Вмешиваюсь — пока она не сорвалась на крик — и уточняю у него:
— А вы могли остаться в Чехословакии, несмотря на запрет вашей книги?
— Мог. Но останься я в Чехословакии, мне, боюсь, пришлось бы сдаться. Я не мог бы писать, выступать на публике, не мог бы даже видеться с друзьями — меня бы сразу тащили на допрос. Попытайся сделать хоть что-то, что угодно, и это поставит под угрозу и твою собственную безопасность, и безопасность твоей жены, детей, родителей. У меня там жена. Ребенок и престарелая мать, которая и так уже вдоволь настрадалась. Ты понимаешь, что ничего не можешь поделать, и ты сдаешься. У нас в стране никто не борется с насаждением русского языка. Да, оккупантов все ненавидят, но в конечном счете это ничего не дает. Вы, американцы, мыслите в рамках года-двух; русские мыслят в масштабах столетий. Они сознают, что живут на перспективу, ощущают, что настало их время. Они чуют это нутром, и они правы. Правда в том, что чем дальше, тем больше наше население мало-помалу смиряется со своей участью. Восемь лет прошло. Гонениям теперь подвергаются лишь писатели да интеллектуалы, лишь писать и думать у нас нельзя; остальные довольны, довольны, даже невзирая на ненависть к русским, и во многом они живут лучше, чем когда-либо. И хотя бы из скромности не надо их тревожить. Как требовать, чтобы тебя печатали, если гложет мысль: а что, если это в тебе говорит тщеславие? Я, в отличие от вас, не гений. Музиль, Пруст, Манн, Натан Цукерман — зачем им читать меня? Моя книга вызвала скандал не только потому, что она сатирическая, но и потому, что в 1967 году, когда она вышла, мне было двадцать пять лет. Новое поколение. Будущее. Но мое поколение будущего поладило с русскими лучше всех остальных. Остаться в Чехословакии и бодаться с русскими из-за своих книжонок — стоило ли оно того? Что изменит еще одна моя книга?
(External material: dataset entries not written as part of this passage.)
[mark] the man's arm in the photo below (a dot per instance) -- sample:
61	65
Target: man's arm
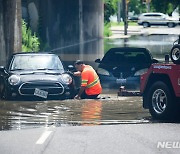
78	96
78	73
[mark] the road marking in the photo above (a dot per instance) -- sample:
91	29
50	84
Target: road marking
43	137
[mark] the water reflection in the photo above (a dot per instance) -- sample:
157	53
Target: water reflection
27	114
91	112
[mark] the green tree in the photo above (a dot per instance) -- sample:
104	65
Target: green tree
136	6
110	8
165	6
30	42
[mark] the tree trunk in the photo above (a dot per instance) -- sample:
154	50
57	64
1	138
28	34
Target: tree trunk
10	27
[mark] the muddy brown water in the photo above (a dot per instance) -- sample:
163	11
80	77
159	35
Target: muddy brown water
110	109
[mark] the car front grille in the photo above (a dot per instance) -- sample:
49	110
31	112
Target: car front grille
52	88
121	74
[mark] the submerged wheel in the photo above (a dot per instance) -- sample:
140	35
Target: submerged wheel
170	24
160	101
175	54
146	24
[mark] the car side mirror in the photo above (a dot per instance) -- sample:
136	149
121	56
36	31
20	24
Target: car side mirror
71	68
2	68
97	61
155	61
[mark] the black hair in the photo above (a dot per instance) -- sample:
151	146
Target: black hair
78	62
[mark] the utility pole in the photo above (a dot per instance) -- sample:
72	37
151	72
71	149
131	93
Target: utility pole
119	12
148	5
124	4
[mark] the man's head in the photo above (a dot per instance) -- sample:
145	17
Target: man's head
79	64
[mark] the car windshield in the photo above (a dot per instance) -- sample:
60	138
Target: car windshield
36	62
119	57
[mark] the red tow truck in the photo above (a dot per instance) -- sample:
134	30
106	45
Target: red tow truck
160	86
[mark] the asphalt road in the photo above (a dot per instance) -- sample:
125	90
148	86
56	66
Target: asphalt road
114	139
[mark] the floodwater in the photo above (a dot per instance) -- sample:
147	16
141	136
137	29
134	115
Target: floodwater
110	109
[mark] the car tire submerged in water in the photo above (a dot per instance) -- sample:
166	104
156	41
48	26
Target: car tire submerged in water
171	24
160	99
175	54
146	24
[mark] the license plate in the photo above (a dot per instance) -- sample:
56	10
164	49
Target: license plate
40	93
121	81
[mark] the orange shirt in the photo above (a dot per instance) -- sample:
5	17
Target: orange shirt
90	80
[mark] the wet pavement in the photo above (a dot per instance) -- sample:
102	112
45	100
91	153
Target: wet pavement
109	109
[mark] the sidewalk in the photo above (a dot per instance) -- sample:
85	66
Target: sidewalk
118	31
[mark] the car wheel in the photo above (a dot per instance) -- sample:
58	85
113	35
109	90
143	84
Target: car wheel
5	94
170	24
146	24
160	101
175	54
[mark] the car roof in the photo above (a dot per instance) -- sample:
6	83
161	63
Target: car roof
153	13
34	53
129	49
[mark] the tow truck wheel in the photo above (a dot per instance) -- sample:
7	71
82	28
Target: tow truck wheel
175	54
160	101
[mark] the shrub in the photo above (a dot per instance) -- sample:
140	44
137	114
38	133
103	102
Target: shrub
30	42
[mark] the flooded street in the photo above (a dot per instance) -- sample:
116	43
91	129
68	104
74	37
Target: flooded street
107	110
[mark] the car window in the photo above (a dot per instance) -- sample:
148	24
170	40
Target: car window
34	62
126	57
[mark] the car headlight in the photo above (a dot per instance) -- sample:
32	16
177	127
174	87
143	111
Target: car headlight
102	71
140	72
14	79
67	79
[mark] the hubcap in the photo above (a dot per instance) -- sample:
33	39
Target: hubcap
176	54
159	101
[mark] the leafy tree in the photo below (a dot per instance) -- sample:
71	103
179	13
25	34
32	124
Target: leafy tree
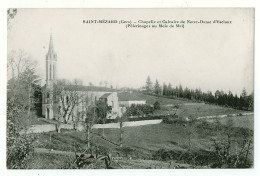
149	85
157	88
157	105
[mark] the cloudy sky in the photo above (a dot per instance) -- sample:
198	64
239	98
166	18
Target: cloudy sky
209	56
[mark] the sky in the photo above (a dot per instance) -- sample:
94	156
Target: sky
207	56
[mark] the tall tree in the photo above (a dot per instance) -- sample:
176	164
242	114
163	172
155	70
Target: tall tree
149	85
157	88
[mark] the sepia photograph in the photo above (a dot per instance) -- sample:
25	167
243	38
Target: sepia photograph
165	88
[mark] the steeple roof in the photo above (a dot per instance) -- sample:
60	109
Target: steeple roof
51	51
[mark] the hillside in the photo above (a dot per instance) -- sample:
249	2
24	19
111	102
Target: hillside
187	108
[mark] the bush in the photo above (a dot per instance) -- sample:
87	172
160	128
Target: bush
157	105
173	119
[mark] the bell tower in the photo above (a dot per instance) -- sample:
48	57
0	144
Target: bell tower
51	76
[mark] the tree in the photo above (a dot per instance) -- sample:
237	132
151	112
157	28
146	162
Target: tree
157	88
67	95
157	105
30	78
102	111
149	85
23	81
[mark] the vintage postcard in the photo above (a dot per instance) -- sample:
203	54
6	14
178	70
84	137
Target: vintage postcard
130	88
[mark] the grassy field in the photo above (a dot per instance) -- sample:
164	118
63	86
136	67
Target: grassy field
144	140
186	108
239	121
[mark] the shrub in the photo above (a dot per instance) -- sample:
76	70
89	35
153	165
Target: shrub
157	105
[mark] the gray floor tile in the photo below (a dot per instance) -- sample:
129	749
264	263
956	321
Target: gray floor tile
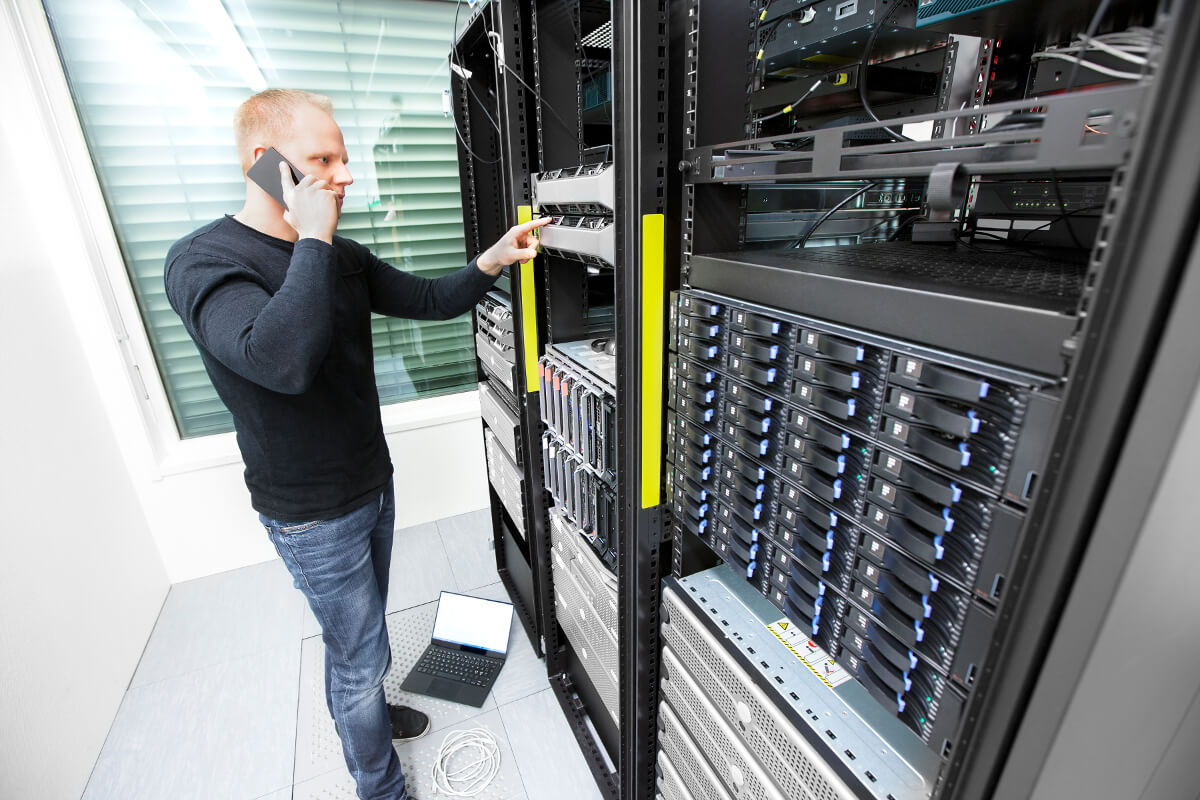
468	543
223	617
523	672
418	758
318	750
419	567
419	572
226	731
544	746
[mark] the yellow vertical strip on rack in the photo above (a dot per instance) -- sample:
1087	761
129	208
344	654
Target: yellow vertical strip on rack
653	258
528	312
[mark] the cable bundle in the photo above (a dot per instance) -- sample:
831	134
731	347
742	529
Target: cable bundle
472	777
1132	46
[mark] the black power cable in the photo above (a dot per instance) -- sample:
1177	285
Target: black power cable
822	218
863	68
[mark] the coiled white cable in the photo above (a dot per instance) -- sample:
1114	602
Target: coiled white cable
479	762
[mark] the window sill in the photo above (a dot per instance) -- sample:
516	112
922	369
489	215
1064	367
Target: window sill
221	450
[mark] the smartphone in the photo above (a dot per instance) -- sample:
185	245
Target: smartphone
265	172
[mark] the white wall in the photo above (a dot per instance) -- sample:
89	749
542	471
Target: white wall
192	493
81	579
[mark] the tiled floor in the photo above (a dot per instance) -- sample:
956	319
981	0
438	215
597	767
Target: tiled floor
227	702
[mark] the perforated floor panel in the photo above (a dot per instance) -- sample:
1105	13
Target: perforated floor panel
319	767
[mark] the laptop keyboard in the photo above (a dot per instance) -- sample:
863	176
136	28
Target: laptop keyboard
456	665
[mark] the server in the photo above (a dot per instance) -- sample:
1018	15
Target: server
867	278
863	401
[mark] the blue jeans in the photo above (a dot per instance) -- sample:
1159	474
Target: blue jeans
341	566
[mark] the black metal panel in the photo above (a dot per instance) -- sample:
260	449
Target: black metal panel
575	708
496	155
1145	245
1019	329
640	48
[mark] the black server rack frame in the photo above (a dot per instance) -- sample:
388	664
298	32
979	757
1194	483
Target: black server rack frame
559	58
631	40
496	155
709	208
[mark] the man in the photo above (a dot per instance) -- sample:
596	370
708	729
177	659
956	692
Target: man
280	310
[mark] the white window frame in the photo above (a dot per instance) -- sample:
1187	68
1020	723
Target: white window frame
172	452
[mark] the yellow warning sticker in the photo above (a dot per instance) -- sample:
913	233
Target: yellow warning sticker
810	654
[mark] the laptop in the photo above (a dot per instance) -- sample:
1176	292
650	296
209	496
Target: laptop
469	644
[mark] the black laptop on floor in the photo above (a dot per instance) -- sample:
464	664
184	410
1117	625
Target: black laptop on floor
471	641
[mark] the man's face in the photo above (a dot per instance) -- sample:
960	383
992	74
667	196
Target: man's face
316	146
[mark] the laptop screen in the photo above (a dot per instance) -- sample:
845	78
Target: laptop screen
473	621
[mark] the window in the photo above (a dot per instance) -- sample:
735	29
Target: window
155	85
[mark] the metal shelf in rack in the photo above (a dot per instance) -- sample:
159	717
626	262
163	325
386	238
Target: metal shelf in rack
1056	139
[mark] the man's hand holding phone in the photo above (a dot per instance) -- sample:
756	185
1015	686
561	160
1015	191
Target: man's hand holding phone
311	206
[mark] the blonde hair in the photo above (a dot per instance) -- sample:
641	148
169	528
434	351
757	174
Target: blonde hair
265	118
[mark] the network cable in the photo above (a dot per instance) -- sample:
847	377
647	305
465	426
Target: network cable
492	37
466	780
844	203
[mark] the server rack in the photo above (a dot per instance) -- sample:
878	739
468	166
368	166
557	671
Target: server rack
496	156
1061	335
582	132
1056	358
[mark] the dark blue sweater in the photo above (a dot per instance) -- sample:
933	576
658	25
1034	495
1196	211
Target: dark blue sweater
285	332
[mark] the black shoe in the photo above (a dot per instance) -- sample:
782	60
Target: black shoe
407	725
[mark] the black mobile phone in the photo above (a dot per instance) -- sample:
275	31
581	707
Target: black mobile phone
265	172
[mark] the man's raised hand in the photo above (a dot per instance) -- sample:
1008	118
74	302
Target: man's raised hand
311	206
517	245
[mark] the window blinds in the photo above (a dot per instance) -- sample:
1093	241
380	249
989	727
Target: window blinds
156	83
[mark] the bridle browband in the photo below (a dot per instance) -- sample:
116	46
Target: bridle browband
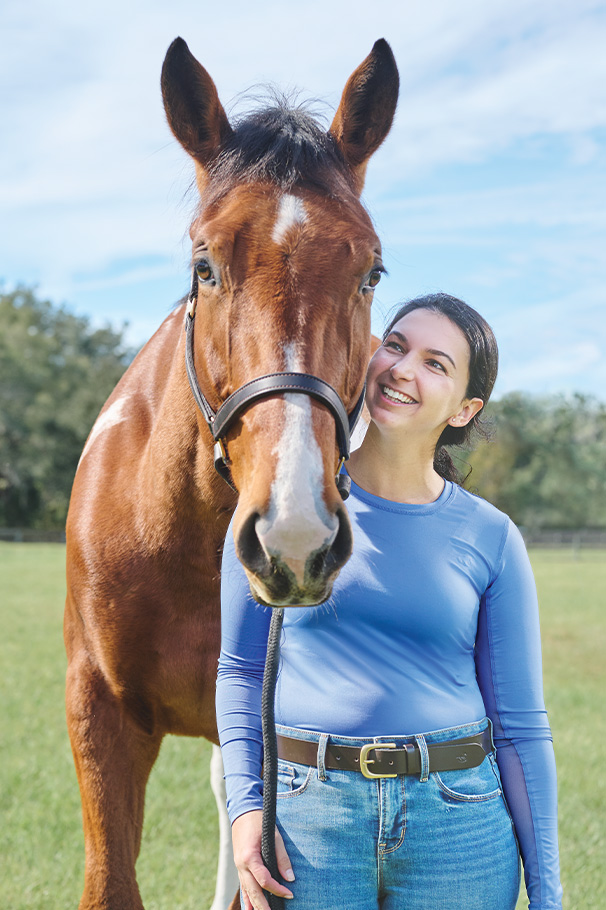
219	422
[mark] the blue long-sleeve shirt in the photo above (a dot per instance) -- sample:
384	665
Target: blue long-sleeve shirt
432	623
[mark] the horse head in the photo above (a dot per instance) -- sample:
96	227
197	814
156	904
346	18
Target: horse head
285	260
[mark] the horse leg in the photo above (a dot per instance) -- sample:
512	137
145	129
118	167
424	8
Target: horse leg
227	877
113	757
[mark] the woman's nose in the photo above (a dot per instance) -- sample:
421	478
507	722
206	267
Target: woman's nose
403	368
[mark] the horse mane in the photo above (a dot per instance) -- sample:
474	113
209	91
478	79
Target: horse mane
282	144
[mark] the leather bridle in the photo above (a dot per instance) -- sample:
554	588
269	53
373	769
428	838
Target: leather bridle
219	422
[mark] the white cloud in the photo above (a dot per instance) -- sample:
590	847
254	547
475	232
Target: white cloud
92	183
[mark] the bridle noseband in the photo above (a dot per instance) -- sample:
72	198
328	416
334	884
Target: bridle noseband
219	422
— Солженицын считает иначе.
— Он молодец. А стоило ли мне ставить на кон все, чтобы опубликовать еще одну сатиру? Борясь против них и подвергая опасности себя и всех, кого знаю, сумел ли бы я хоть чего-то добиться? К сожалению, однако, в той же степени, и даже еще больше, в какой меня не влечет путь бездумного тщеславия, я не могу и примириться с необходимостью сойти с дистанции. Я не храбрец, но быть совсем уж жалким трусом не желаю.
— А может, это тоже просто тщеславие?
— Вот именно — и я весь в сомнениях. В Чехословакии, останься я там, я смог бы найти какую-никакую работу, и жил бы тогда в родной стране, и черпал бы от этого силу. Там я не мог быть писателем, но мог быть чехом. А на Западе я могу быть писателем, а вот чехом — нет. Здесь, где как писателю мне грош цена, я только писатель. У меня больше нет всего остального, что дает жизни смысл: страны, языка, друзей, семьи, воспоминаний и так далее — здесь у меня только литература. Только вот писать я могу главным образом о том, что происходит там, и только там это может иметь отклик, о котором я мечтаю.